O ATL foi criado em 2003. Faço parte da criação, que aconteceu no dia 19 de abril daquele ano. Foi criado para discutir as pautas de educação, saúde e demarcação, principais necessidades básicas dos povos originários. A gente está aí discutindo e sempre trazendo propostas, não só para o governo, mas para o STF, sensibilizando os ministros sobre as pautas indígenas do país.
Como as ocupações e retomadas indígenas têm se fortalecido como estratégia de luta?
Essas retomadas funcionam como forma de demonstrar ao governo a necessidade de demarcação, pois essas terras eram documentadamente território indígena que foi vendido ilegalmente pelo Estado e precisam ser demarcadas corretamente.
Qual a importância da solidariedade de classe entre trabalhadores urbanos, sem-terra e povos indígenas?
Ser solidário aos povos indígenas é para os dois lados. Assim como a periferia sofre nas mãos do Estado por ser minoria, os indígenas também sofrem perseguição, pois a sociedade entende que também somos minoria.
Como o avanço do agronegócio, das mineradoras e dos grandes empreendimentos impacta os povos originários?
É lamentável destruir as terras indígenas por mineração, que vai beneficiar menos de 1% da população e multinacionais. Deveriam encontrar outro caminho para que isso não acontecesse.
É possível conciliar desenvolvimento e direitos indígenas?
Os povos indígenas não são contra o desenvolvimento. O país é grande, e muitas áreas já desmatadas podem ser recuperadas e usadas no agronegócio, na produção alimentícia. Não precisa destruir o que está preservado pela natureza. Dá para conciliar com o desenvolvimento.
Quais as principais batalhas que os povos indígenas enfrentarão nos próximos anos?
Os povos indígenas ainda vão lutar por muitos anos por demarcação e pela preservação do meio ambiente. Não só por nós, mas para proteger toda a sociedade, todo o mundo. Não cobramos nada do governo, pois é da cultura originária preservar o mundo em que vivemos.
Para finalizar, como a juventude indígena e a academia estão se articulando nessa luta e qual seu recado para quem está lendo a entrevista?

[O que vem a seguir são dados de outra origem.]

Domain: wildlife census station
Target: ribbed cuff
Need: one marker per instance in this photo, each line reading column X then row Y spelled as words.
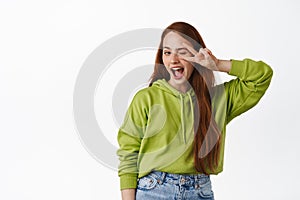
column 237, row 68
column 128, row 181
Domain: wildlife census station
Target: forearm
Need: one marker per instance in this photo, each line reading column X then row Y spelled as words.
column 128, row 194
column 224, row 65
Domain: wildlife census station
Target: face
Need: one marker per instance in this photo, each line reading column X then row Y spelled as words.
column 179, row 69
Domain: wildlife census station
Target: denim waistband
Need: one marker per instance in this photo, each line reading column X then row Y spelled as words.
column 180, row 179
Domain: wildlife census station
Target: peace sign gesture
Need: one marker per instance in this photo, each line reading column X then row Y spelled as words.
column 204, row 57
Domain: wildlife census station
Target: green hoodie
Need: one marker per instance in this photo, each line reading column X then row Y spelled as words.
column 157, row 132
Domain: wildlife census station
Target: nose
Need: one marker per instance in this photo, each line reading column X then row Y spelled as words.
column 174, row 58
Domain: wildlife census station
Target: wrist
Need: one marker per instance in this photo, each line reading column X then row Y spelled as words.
column 223, row 65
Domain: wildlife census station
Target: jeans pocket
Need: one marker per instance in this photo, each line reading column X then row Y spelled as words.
column 205, row 191
column 147, row 183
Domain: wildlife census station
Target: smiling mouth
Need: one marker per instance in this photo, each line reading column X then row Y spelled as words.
column 177, row 72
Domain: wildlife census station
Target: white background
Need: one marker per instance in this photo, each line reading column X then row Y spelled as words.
column 43, row 45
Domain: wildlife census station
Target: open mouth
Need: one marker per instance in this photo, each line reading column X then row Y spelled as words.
column 177, row 72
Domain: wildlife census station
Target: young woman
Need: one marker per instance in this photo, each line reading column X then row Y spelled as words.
column 173, row 133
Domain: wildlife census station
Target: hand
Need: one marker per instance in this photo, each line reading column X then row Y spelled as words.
column 204, row 57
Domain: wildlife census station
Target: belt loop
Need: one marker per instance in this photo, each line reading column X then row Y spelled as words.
column 161, row 178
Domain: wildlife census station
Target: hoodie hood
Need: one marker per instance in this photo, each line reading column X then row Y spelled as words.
column 186, row 103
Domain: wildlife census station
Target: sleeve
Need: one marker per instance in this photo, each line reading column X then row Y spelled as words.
column 244, row 92
column 129, row 139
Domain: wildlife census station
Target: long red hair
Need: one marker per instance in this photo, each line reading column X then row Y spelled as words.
column 202, row 81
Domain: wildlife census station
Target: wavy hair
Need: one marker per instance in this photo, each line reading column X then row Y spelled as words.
column 207, row 134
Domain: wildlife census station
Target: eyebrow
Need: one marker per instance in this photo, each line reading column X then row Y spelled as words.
column 178, row 49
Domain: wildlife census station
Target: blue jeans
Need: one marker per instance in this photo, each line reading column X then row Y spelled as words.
column 164, row 186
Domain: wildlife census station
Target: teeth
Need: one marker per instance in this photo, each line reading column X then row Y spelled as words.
column 176, row 68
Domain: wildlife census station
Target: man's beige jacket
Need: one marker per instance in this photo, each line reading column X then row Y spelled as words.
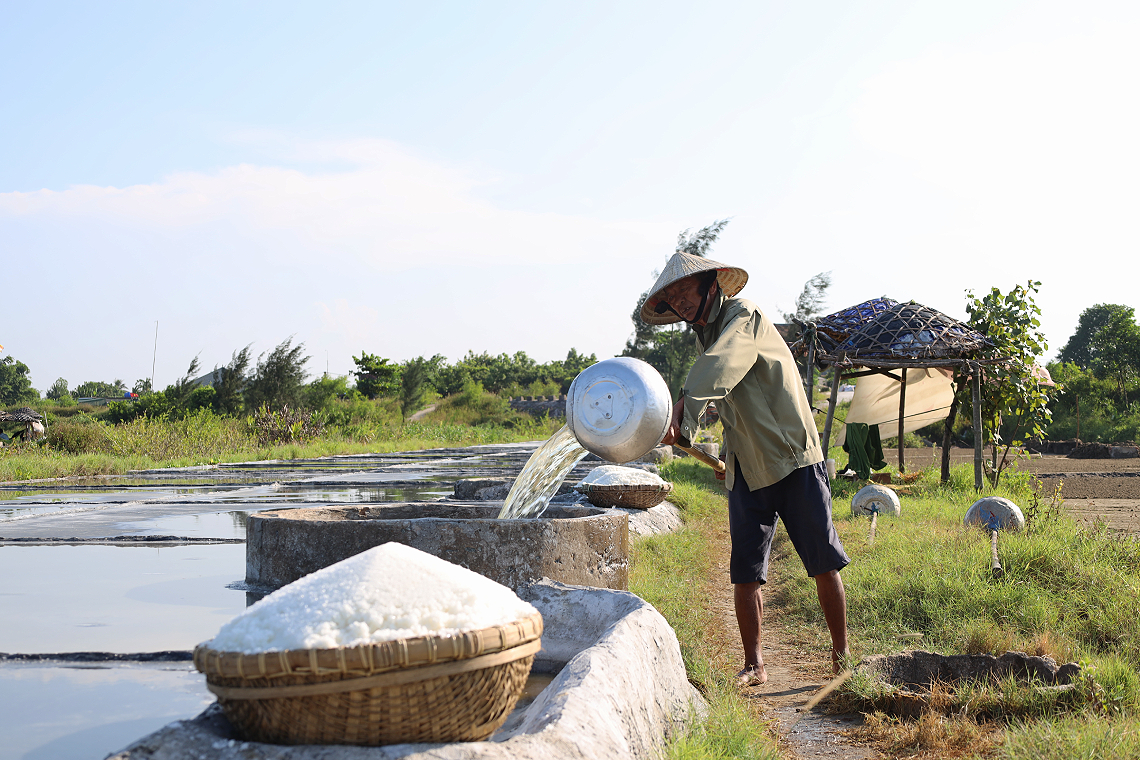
column 748, row 370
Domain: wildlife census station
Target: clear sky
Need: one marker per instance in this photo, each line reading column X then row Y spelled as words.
column 440, row 177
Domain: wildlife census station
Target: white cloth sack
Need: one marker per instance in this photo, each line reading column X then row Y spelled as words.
column 929, row 393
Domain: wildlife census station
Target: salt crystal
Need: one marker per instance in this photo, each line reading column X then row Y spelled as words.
column 616, row 475
column 388, row 593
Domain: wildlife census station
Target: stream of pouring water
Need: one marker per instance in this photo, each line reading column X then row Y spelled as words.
column 539, row 480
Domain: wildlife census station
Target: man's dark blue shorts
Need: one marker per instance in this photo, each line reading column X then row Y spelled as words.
column 803, row 500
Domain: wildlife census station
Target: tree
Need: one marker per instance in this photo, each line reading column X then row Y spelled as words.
column 15, row 384
column 100, row 390
column 809, row 301
column 279, row 376
column 58, row 390
column 230, row 383
column 672, row 349
column 415, row 380
column 1010, row 392
column 1116, row 350
column 1084, row 348
column 375, row 377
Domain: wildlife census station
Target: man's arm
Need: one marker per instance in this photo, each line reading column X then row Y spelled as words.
column 717, row 370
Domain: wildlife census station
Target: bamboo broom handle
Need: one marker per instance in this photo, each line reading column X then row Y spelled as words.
column 700, row 456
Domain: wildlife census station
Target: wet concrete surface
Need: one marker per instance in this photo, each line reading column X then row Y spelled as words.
column 155, row 562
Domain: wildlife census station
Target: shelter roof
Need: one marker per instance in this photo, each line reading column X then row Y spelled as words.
column 905, row 334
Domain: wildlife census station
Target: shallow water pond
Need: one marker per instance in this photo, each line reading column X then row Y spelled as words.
column 115, row 598
column 58, row 711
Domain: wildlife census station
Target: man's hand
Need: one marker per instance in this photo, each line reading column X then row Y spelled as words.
column 674, row 432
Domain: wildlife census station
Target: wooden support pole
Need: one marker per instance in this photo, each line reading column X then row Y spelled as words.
column 836, row 376
column 976, row 386
column 994, row 562
column 902, row 418
column 809, row 336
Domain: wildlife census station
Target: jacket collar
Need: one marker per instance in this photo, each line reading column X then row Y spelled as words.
column 711, row 328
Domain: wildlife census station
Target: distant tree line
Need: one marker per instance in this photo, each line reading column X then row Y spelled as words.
column 504, row 374
column 1099, row 373
column 278, row 378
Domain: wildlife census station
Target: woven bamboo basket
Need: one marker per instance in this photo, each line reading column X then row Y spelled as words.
column 429, row 688
column 635, row 497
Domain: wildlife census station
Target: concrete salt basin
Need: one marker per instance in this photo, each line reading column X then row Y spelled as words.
column 578, row 545
column 908, row 679
column 620, row 692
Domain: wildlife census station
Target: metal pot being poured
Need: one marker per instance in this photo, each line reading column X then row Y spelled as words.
column 620, row 409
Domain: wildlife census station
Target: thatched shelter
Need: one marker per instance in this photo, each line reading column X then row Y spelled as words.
column 881, row 335
column 27, row 417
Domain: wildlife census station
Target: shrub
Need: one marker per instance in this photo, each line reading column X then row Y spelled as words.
column 75, row 436
column 285, row 425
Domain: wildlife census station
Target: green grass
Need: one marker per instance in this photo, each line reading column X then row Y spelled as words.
column 1073, row 736
column 672, row 573
column 1068, row 591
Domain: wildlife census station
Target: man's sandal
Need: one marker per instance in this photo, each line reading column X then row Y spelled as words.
column 752, row 676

Temos muitos jovens na faculdade se formando para defender nossos direitos, para ter estudo e contribuir com nossas necessidades. Mas eu convido toda a sociedade brasileira a abraçar as pautas em defesa da natureza e da demarcação, para garantir um futuro para nossos netos e familiares. A demarcação não é para beneficiar indígenas, é para preservar o que resta da natureza e termos qualidade de ar, de água e de vida para todas as pessoas.